Ich habe selten in meinem Leben so intensiv gelernt wie in der vergangenen Woche. „Technologien der audiovisuellen Medien“: Als ich den Kurs von Deutschland aus belegt habe, hielt ich ihn für den einfachsten in meinem Stundenplan. In den letzten Tagen sollte ich diese Meinung ändern. Doch am Ende kam alles anders als erwartet.

Ein Uni Collegeblock

Wir sind eine sechsköpfige Arbeitsgruppe im Kurs „Technologien der audiovisuellen Medien“ – Gruppe 2B. Im Laufe des Semesters haben wir zusammen mehrere Praxisaufgaben absolviert, aber das beschreibe ich im nächsten Artikel etwas ausführlicher. Wichtig ist gerade nur, dass diese Gruppe 2B nicht mit einer Klausur gerechnet hatte – und dass sie echt nervös wurde, als der Professor den Termin veröffentlichte. Innerhalb von sieben Tagen sollte es soweit sein.

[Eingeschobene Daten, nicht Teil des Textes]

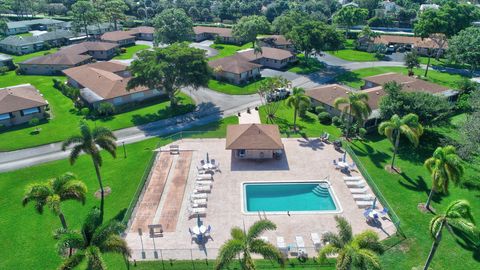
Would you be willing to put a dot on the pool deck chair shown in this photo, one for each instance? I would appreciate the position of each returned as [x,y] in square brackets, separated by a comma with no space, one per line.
[282,246]
[317,243]
[358,190]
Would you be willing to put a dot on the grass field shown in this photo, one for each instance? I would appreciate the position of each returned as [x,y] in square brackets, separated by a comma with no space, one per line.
[354,78]
[131,51]
[65,117]
[27,241]
[225,50]
[306,66]
[233,89]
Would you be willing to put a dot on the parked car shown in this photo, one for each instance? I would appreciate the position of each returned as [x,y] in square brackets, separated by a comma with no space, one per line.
[278,94]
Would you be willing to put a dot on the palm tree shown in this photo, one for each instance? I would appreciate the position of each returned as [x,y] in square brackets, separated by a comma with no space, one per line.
[93,240]
[354,106]
[459,220]
[248,242]
[295,101]
[354,252]
[444,167]
[396,126]
[52,193]
[88,142]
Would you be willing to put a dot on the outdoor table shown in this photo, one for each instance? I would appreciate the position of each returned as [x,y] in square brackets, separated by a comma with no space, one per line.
[199,230]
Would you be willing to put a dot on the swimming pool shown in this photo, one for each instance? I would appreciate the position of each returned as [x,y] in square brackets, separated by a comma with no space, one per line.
[312,196]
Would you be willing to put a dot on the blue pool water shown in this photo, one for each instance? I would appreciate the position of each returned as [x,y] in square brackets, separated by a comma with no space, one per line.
[290,196]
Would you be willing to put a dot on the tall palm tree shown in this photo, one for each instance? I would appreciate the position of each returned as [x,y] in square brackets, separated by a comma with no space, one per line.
[355,106]
[396,126]
[52,193]
[444,167]
[354,252]
[295,101]
[459,216]
[88,142]
[248,242]
[93,240]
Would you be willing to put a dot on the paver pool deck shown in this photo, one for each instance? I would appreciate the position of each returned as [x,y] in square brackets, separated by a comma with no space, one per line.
[304,160]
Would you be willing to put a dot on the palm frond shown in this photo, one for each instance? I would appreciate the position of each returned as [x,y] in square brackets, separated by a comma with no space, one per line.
[259,227]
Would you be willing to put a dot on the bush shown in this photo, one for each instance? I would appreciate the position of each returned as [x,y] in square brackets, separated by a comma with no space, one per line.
[325,118]
[105,109]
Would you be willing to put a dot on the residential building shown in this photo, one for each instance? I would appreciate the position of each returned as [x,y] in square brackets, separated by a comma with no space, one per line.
[68,57]
[276,41]
[207,32]
[254,141]
[22,45]
[18,27]
[107,82]
[122,38]
[21,103]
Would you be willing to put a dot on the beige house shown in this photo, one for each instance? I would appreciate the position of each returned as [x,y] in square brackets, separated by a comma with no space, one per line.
[254,141]
[21,103]
[107,82]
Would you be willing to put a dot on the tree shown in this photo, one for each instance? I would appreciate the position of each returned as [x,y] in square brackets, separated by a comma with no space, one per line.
[244,243]
[266,89]
[444,166]
[396,126]
[55,191]
[296,100]
[350,16]
[354,252]
[458,220]
[93,240]
[411,61]
[88,142]
[355,106]
[249,27]
[314,37]
[115,11]
[170,68]
[83,14]
[172,25]
[464,48]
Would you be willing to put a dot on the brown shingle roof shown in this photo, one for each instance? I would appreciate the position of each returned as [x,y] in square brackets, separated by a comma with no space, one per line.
[223,32]
[233,64]
[253,137]
[116,35]
[102,79]
[267,52]
[20,97]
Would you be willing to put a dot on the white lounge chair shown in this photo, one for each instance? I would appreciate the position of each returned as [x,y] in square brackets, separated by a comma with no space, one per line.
[364,204]
[362,197]
[348,178]
[204,177]
[359,184]
[317,243]
[358,190]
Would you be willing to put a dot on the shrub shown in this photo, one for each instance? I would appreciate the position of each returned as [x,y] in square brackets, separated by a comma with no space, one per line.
[105,109]
[325,118]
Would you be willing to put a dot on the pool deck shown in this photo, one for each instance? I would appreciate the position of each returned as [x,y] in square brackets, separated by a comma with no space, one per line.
[303,161]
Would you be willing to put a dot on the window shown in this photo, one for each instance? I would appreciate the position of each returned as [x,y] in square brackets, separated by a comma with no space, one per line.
[5,116]
[30,111]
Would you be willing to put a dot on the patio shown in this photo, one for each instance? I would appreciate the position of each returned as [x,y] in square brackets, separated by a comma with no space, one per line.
[303,160]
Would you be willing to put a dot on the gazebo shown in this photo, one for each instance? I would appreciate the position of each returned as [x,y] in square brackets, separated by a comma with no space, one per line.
[254,141]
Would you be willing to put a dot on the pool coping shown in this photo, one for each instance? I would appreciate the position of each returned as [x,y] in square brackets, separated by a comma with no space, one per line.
[336,201]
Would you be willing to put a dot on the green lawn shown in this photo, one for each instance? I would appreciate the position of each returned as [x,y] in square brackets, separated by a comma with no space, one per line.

„Wie? Klausur?!“, heißt es im WhatsApp-Chat der Gruppe 2B auf Spanisch. Es folgen eine ganze Reihe anderer Nachrichten, die ich in Weihwasser baden müsste, ehe ich sie in diesem Artikel wiederhole. Ein paar leicht zensierte Auszüge:

„Aber das ist doch ein ****** Praxis-Seminar! Und wir hatten doch wegen diesem **** Corona nur ein ***** Drittel der **** Stunden!!! (wütendes Emoji)“

Das stimmte irgendwie. Aber im „Evus“, der Online-Plattform, die die Universidad de Sevilla nutzt, gab es tatsächlich einen Ordner mit Theorie-Inhalten zum Seminar. Ich öffne den nun zum ersten Mal.

Klick. Klick.

Und ich habe 489 Seiten vor mir.

Sechs Tage in Jogginghose

„Das wird jetzt etwas länger dauern“, denke ich und mache es mir bequem. Beim ersten Durchlesen, das zwei Tage dauert, verstehe ich kein Wort. Ich kriege online zwei Altklausuren in die Finger … und sie sind brutal.

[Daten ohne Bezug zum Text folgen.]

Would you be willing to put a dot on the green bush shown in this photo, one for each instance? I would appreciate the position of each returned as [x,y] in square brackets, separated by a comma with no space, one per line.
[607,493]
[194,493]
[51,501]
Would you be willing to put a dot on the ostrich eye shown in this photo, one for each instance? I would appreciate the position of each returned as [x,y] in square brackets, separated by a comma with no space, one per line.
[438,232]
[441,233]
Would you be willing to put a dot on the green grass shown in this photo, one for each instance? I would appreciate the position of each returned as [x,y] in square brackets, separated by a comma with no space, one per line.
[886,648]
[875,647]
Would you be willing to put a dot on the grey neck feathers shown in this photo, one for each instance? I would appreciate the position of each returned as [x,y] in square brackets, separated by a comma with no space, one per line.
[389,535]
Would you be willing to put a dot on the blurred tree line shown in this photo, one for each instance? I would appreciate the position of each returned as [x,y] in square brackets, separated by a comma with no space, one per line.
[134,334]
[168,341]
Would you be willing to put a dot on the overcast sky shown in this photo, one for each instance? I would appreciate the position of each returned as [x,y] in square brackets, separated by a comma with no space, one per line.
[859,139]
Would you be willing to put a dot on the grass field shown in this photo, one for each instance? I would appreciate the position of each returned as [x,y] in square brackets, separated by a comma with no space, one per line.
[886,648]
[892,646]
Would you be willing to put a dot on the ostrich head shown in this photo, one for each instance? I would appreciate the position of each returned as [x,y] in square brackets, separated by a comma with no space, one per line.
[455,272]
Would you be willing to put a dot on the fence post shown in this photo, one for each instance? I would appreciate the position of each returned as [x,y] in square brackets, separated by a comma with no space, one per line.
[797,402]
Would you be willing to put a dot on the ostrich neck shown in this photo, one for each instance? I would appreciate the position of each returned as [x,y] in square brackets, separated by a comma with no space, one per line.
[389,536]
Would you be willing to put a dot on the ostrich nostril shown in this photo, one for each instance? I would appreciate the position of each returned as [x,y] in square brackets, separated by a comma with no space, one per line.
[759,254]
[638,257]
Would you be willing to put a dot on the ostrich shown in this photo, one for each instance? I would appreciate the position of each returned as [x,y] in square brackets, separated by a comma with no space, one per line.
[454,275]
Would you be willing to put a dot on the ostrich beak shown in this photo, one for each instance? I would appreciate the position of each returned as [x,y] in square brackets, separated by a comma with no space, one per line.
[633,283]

„HMI-Lampen haben eine Farbtemperatur von …

a) 2.800 Kelvin

b) 5.500 Kelvin

c) 4.800 Kelvin“

(Antwort b ist korrekt.)

Die nächsten sechs Tage stehe ich daher quasi nicht vom Schreibtischstuhl auf. Seit ein paar Monaten verzichte ich auf Koffein, aber in dieser Woche mache ich eine Ausnahme. Der Stoff, den der Professor bereitgestellt hat, ist interessant, aber man hätte ihn auch getrost auf vier Semester verteilen können.

Der Tag vor der Klausur

Am Tag vor der Klausur sind wir in der Uni. Wir müssen noch drei Filmprojekte für denselben Kurs einreichen. Eine Kommilitonin ist seltsam entspannt, sie habe noch nicht mit dem Lernen begonnen und fragt den Professor, was denn in der Klausur drankommen würde.

Ich lache süffisant.

„Alles, was wir im Seminar behandelt haben.“

Dann lache ich nicht mehr. Wegen der Corona-Auflagen hatte das Seminar bloß alle drei Wochen stattgefunden. Die sechs Stunden sind dann jede Woche größtenteils dafür draufgegangen die Videokamera, das Schnittprogramm oder das Tonstudio zu erklären. Theorie hat es im Grunde gar nicht gegeben.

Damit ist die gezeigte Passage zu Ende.